Australian bank returns have been under pressure from higher wholesale funding and deposit costs, as well as regulatory changes requiring them to hold more capital against their mortgage books to provide a more level playing field for smaller rivals.
Westpac said ROE had fallen to 14 percent from 15.8 percent a year earlier after it reported an unchanged cash profit of A$7.82 billion ($6 billion) for the year ended Sept. 30, in line with analysts’ expectations.
In the latest sign that Australia’s highly profitable major banks had entered a phase of lower growth, Westpac Chief Executive Officer Brian Hartzer said the old 15 percent ROE target, set by his predecessor Gail Kelly in 2012, was no longer achievable.

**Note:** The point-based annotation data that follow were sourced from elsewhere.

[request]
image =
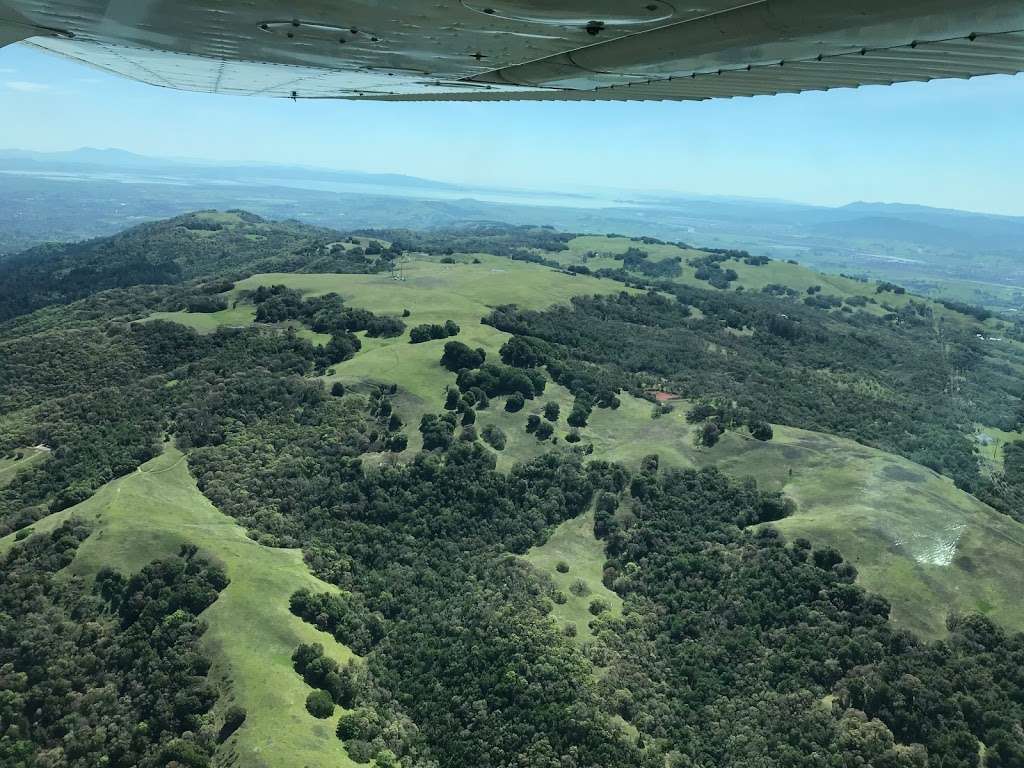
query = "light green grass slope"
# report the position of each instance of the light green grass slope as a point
(573, 543)
(751, 278)
(251, 635)
(434, 293)
(914, 538)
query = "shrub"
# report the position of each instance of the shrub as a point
(320, 704)
(580, 588)
(459, 356)
(233, 718)
(494, 436)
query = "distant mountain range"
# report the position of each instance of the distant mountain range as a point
(923, 247)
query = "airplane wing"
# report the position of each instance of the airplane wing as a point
(524, 49)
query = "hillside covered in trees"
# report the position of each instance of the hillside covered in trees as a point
(728, 645)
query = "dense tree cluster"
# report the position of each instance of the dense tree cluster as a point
(166, 252)
(458, 356)
(114, 677)
(882, 382)
(637, 260)
(711, 621)
(496, 380)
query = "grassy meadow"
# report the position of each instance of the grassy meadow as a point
(251, 636)
(926, 546)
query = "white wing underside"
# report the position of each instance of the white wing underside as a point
(526, 49)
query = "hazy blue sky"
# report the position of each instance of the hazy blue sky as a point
(957, 144)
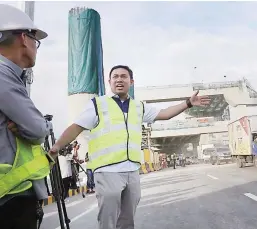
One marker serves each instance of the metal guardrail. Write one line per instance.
(181, 124)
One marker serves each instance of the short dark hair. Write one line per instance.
(124, 67)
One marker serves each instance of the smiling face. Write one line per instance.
(120, 82)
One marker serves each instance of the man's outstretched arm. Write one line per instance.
(69, 135)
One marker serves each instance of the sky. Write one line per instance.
(161, 41)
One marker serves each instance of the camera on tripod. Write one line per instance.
(67, 150)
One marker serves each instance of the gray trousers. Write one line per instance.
(118, 195)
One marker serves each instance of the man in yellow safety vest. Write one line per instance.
(23, 162)
(115, 124)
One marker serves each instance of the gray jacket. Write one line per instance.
(16, 105)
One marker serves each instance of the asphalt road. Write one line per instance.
(194, 197)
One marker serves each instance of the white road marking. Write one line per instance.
(67, 206)
(250, 195)
(213, 177)
(90, 209)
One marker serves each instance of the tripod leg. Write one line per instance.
(76, 172)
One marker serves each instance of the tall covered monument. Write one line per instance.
(85, 64)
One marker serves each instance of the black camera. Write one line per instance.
(67, 150)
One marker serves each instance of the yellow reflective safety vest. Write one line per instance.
(115, 139)
(30, 163)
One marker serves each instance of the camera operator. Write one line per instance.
(23, 128)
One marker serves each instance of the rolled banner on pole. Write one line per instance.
(85, 65)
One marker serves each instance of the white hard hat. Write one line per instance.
(12, 18)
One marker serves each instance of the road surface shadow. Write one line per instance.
(225, 209)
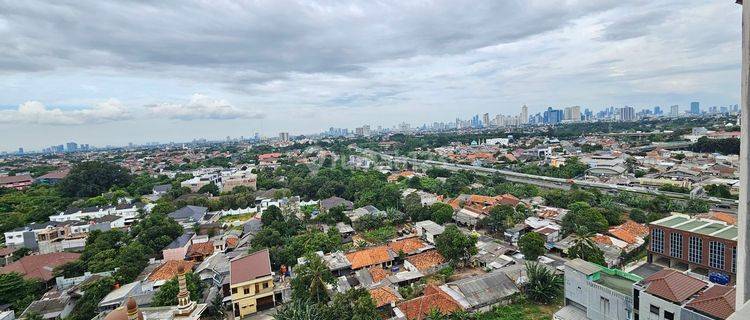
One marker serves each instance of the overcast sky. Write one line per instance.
(113, 72)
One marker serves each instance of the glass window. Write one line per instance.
(696, 250)
(675, 245)
(657, 240)
(716, 255)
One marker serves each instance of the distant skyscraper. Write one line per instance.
(695, 107)
(575, 113)
(71, 147)
(552, 116)
(626, 114)
(674, 111)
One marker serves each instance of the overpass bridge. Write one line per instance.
(548, 182)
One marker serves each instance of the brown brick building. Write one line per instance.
(700, 245)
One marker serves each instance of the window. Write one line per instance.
(604, 305)
(716, 255)
(675, 245)
(657, 240)
(636, 299)
(668, 315)
(655, 310)
(695, 250)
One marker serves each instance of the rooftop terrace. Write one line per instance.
(707, 227)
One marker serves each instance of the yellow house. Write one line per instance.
(251, 283)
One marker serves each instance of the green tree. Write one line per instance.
(544, 286)
(87, 307)
(441, 213)
(455, 246)
(531, 245)
(167, 294)
(585, 248)
(298, 310)
(92, 178)
(354, 304)
(210, 188)
(309, 286)
(582, 215)
(500, 218)
(17, 291)
(638, 215)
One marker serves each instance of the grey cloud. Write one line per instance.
(202, 107)
(270, 38)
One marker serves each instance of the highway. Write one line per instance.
(547, 182)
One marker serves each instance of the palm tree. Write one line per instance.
(544, 286)
(585, 248)
(298, 310)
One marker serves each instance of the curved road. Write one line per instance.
(544, 181)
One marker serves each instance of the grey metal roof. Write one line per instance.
(583, 266)
(189, 212)
(484, 289)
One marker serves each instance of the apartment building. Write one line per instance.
(672, 295)
(596, 293)
(701, 246)
(251, 284)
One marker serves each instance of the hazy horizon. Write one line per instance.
(103, 72)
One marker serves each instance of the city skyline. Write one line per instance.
(146, 83)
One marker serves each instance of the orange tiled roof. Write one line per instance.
(623, 235)
(232, 242)
(407, 245)
(426, 260)
(384, 295)
(168, 270)
(600, 238)
(717, 301)
(634, 228)
(433, 298)
(377, 273)
(368, 257)
(201, 249)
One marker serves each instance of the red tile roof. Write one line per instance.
(368, 257)
(426, 260)
(717, 301)
(253, 266)
(377, 274)
(168, 270)
(432, 299)
(673, 285)
(384, 295)
(407, 245)
(202, 249)
(40, 266)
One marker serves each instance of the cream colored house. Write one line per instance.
(251, 282)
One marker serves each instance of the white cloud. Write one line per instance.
(202, 107)
(35, 112)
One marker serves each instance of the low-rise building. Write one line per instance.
(670, 294)
(597, 293)
(251, 283)
(702, 246)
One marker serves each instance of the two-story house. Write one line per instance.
(251, 283)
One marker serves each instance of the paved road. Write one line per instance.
(543, 181)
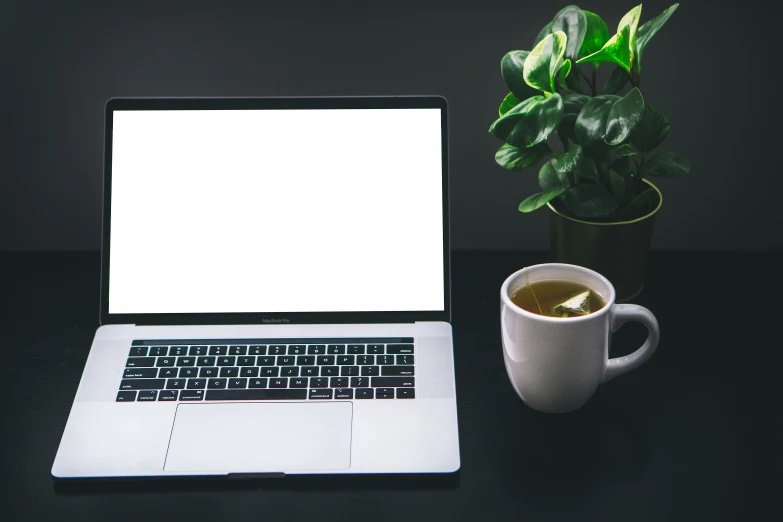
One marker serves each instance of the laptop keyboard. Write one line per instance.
(262, 370)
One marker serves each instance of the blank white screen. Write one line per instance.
(276, 211)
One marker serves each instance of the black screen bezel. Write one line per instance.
(372, 102)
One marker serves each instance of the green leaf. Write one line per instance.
(619, 48)
(509, 102)
(540, 199)
(646, 32)
(617, 81)
(652, 130)
(667, 165)
(544, 61)
(511, 67)
(639, 206)
(596, 35)
(589, 200)
(617, 182)
(590, 125)
(514, 158)
(572, 21)
(542, 119)
(624, 116)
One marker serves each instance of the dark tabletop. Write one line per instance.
(694, 434)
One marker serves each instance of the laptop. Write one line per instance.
(274, 292)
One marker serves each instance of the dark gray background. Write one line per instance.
(62, 60)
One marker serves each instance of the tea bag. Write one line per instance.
(578, 304)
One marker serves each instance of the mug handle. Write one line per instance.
(622, 314)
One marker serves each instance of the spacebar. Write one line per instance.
(255, 395)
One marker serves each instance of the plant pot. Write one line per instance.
(618, 251)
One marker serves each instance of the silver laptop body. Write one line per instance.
(275, 292)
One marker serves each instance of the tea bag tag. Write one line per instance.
(577, 305)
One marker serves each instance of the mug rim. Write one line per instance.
(506, 299)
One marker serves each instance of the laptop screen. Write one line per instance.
(315, 210)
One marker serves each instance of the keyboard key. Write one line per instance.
(319, 382)
(257, 349)
(157, 351)
(248, 371)
(256, 395)
(147, 395)
(126, 396)
(297, 349)
(192, 395)
(404, 359)
(403, 393)
(270, 371)
(140, 373)
(384, 393)
(276, 349)
(175, 384)
(320, 394)
(399, 348)
(375, 348)
(309, 371)
(393, 382)
(335, 349)
(370, 370)
(384, 359)
(343, 393)
(338, 382)
(138, 351)
(142, 384)
(167, 395)
(365, 393)
(346, 359)
(197, 350)
(208, 372)
(218, 350)
(397, 370)
(349, 371)
(356, 349)
(360, 382)
(365, 359)
(237, 350)
(140, 362)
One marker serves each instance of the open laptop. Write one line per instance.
(275, 292)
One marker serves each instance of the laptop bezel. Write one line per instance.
(293, 103)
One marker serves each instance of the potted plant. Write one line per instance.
(597, 147)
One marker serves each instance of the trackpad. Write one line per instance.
(260, 437)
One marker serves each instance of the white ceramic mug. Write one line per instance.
(555, 364)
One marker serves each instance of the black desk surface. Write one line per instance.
(694, 434)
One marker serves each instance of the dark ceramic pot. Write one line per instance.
(618, 251)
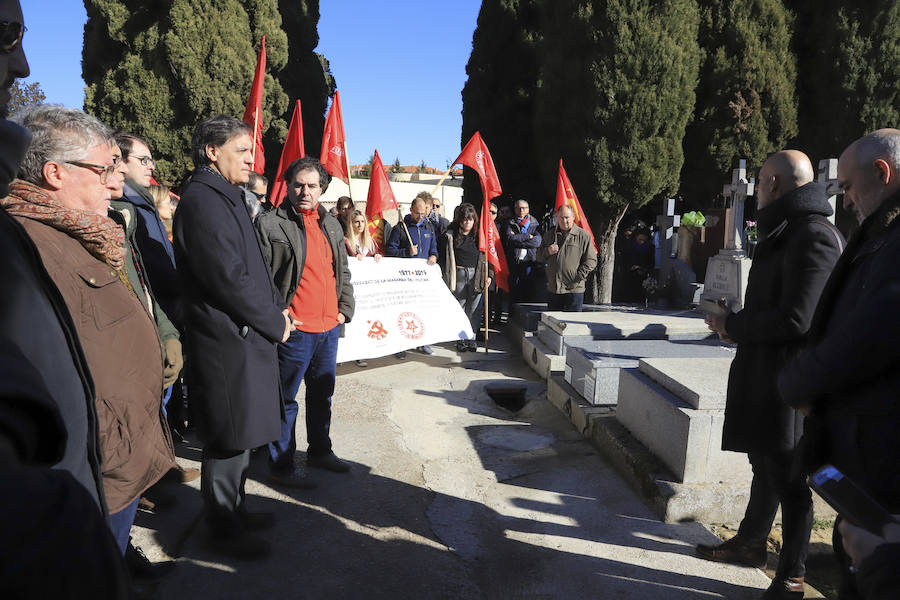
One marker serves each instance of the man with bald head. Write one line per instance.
(796, 252)
(847, 379)
(569, 253)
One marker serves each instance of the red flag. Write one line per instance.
(381, 196)
(565, 194)
(253, 112)
(293, 149)
(477, 156)
(334, 142)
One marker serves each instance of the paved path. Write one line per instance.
(450, 496)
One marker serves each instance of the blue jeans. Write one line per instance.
(566, 302)
(120, 524)
(312, 358)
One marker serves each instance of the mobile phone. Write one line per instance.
(850, 500)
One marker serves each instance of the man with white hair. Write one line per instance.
(51, 492)
(847, 380)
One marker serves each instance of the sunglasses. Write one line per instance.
(145, 161)
(11, 33)
(104, 170)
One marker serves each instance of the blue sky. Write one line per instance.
(400, 67)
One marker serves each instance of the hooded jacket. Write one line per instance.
(422, 235)
(796, 252)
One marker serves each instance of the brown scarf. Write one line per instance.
(100, 235)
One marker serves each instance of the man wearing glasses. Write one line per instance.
(151, 236)
(438, 222)
(50, 419)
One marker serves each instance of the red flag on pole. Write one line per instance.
(293, 149)
(381, 196)
(565, 194)
(334, 142)
(477, 156)
(253, 112)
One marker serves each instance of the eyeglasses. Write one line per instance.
(145, 161)
(11, 33)
(104, 170)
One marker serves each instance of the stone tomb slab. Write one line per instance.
(559, 327)
(593, 368)
(542, 359)
(703, 384)
(687, 440)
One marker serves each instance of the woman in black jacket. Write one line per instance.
(463, 267)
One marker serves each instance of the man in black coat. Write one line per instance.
(234, 318)
(848, 379)
(797, 250)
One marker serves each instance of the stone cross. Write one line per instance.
(828, 176)
(736, 193)
(668, 241)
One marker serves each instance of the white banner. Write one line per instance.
(401, 303)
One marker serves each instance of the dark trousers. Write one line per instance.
(120, 524)
(311, 358)
(222, 477)
(520, 282)
(468, 298)
(775, 483)
(566, 302)
(848, 589)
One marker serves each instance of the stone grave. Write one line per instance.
(828, 176)
(727, 272)
(546, 352)
(676, 407)
(593, 369)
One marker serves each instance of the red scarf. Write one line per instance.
(99, 235)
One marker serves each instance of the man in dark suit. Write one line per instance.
(847, 379)
(797, 250)
(234, 319)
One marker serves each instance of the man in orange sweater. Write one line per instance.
(304, 247)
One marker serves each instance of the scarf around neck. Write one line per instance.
(99, 235)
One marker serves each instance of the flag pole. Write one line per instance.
(347, 162)
(255, 129)
(486, 263)
(441, 180)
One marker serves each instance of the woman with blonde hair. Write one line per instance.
(359, 241)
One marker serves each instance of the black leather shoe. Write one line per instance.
(736, 551)
(256, 521)
(329, 462)
(140, 566)
(293, 480)
(784, 588)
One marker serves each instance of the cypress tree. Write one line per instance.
(746, 104)
(307, 74)
(849, 58)
(498, 97)
(617, 89)
(156, 68)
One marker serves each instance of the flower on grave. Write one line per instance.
(750, 232)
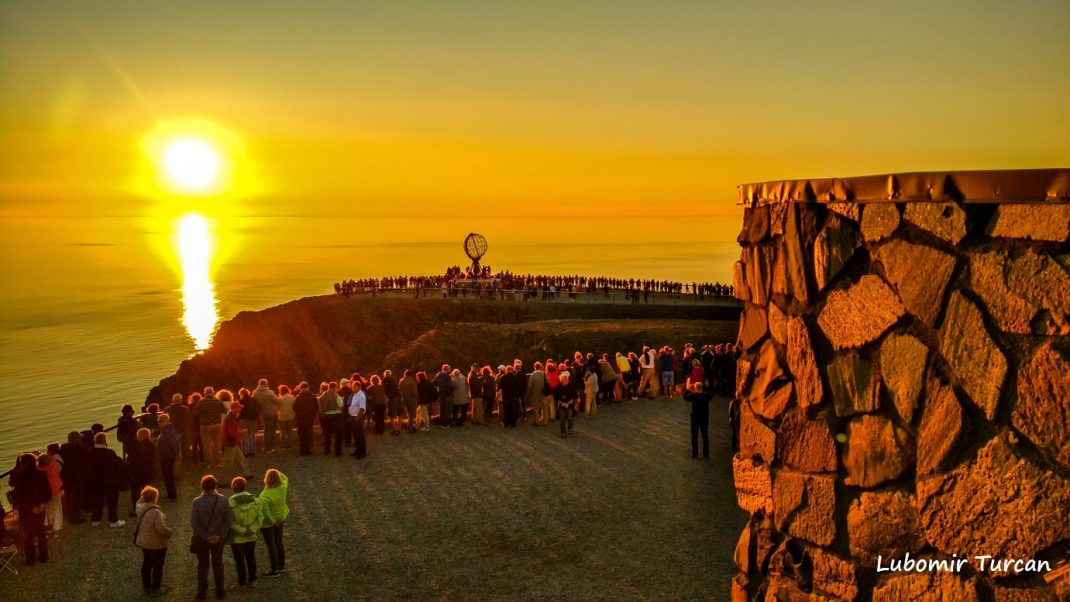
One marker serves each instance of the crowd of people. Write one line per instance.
(456, 281)
(215, 431)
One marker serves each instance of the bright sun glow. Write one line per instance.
(192, 164)
(199, 313)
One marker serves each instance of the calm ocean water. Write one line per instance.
(91, 311)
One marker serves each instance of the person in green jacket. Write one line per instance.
(273, 513)
(245, 508)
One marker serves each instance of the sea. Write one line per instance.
(95, 310)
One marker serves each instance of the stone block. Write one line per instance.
(920, 274)
(1042, 412)
(876, 451)
(792, 260)
(883, 523)
(902, 366)
(755, 225)
(832, 249)
(1042, 281)
(758, 273)
(757, 441)
(976, 361)
(803, 365)
(1032, 221)
(806, 444)
(943, 426)
(834, 575)
(1017, 289)
(753, 326)
(945, 220)
(770, 392)
(753, 484)
(1000, 504)
(778, 324)
(879, 220)
(850, 211)
(804, 506)
(859, 314)
(922, 587)
(854, 385)
(739, 289)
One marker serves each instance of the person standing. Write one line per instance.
(274, 511)
(305, 410)
(591, 390)
(513, 392)
(377, 398)
(427, 397)
(700, 418)
(49, 464)
(210, 519)
(152, 536)
(107, 475)
(74, 473)
(269, 412)
(461, 398)
(286, 415)
(232, 456)
(535, 394)
(394, 404)
(210, 411)
(356, 412)
(30, 494)
(126, 428)
(444, 384)
(331, 418)
(140, 457)
(168, 448)
(410, 398)
(182, 421)
(245, 508)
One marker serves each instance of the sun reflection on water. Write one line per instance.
(199, 313)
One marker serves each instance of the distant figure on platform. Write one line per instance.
(331, 419)
(210, 519)
(30, 494)
(700, 418)
(168, 448)
(140, 458)
(107, 475)
(356, 412)
(152, 536)
(269, 413)
(305, 410)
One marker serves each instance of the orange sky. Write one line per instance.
(392, 108)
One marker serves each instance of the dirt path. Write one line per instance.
(616, 511)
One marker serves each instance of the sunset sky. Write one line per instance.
(398, 108)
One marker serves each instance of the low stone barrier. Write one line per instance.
(904, 394)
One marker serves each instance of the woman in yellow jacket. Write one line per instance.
(273, 514)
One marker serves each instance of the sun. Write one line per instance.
(192, 164)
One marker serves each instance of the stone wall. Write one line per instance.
(904, 386)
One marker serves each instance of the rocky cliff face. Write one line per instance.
(905, 389)
(329, 337)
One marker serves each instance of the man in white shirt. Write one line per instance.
(354, 420)
(646, 360)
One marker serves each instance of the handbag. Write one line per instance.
(197, 543)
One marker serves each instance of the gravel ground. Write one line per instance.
(616, 511)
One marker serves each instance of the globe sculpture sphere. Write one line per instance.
(475, 247)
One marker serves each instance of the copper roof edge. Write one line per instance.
(994, 186)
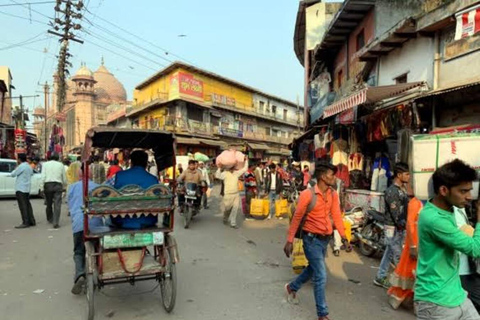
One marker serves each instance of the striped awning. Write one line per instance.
(258, 146)
(188, 141)
(369, 95)
(450, 89)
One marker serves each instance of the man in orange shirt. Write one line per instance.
(317, 231)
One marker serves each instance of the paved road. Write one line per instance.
(223, 274)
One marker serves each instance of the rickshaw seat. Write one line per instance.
(130, 200)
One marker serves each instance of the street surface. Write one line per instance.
(223, 274)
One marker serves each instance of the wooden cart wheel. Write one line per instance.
(90, 294)
(168, 282)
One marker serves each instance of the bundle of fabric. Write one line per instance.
(230, 159)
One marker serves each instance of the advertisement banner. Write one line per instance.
(20, 141)
(468, 23)
(190, 86)
(223, 100)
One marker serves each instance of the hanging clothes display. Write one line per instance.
(338, 152)
(355, 162)
(342, 174)
(381, 174)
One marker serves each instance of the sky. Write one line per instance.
(250, 41)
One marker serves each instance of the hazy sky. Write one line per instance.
(250, 41)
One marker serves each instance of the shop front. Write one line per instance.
(364, 135)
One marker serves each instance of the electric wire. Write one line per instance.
(26, 6)
(145, 40)
(23, 18)
(120, 55)
(26, 3)
(26, 42)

“While we might aspire to a higher level of ROE over the longer term a target of 13-14 percent is more realistic for the medium term,” Hartzer told analysts.
In addition to low interest rates and higher capital requirements, he pointed to a rise in compliance costs across the sector after scandals involving misleading financial advice, insurance fraud and alleged interest-rate rigging.
Westpac reported a ROE of 13.8 percent at the height of the global financial crisis in 2009.
Omkar Joshi, an investment analyst at Watermark Funds Management, said the new target could “prove to be too optimistic” if regulators tightened capital requirements further.
Westpac issued A$3.5 billion of new shares in October 2015 and on Monday announced a dividend reinvestment plan after issuing a final, fully-franked dividend of $A0.94 per share, the same as the previous year. The dividend was flat for the third half-year period in a row.
Westpac shares were 2.7 percent higher in morning trade, outperforming a 0.9 percent rise in the broader market, as investors drew comfort from the decision to keep the dividend steady.
Westpac said there had been a small rise in consumer and business delinquencies over the last year that suggested the asset quality cycle had turned negative.
Impairment charges rose by 49 percent to A$1.124 billion compared with the prior year, although A$231 million of the rise was attributed to exposure to a select group of institutional clients.
Westpac is the last of the big banks reporting results for the year ended Sept. 30. Rival National Australia Bank (NAB) posted a 2 percent rise in cash earnings, while ANZ reported an 18 percent decline.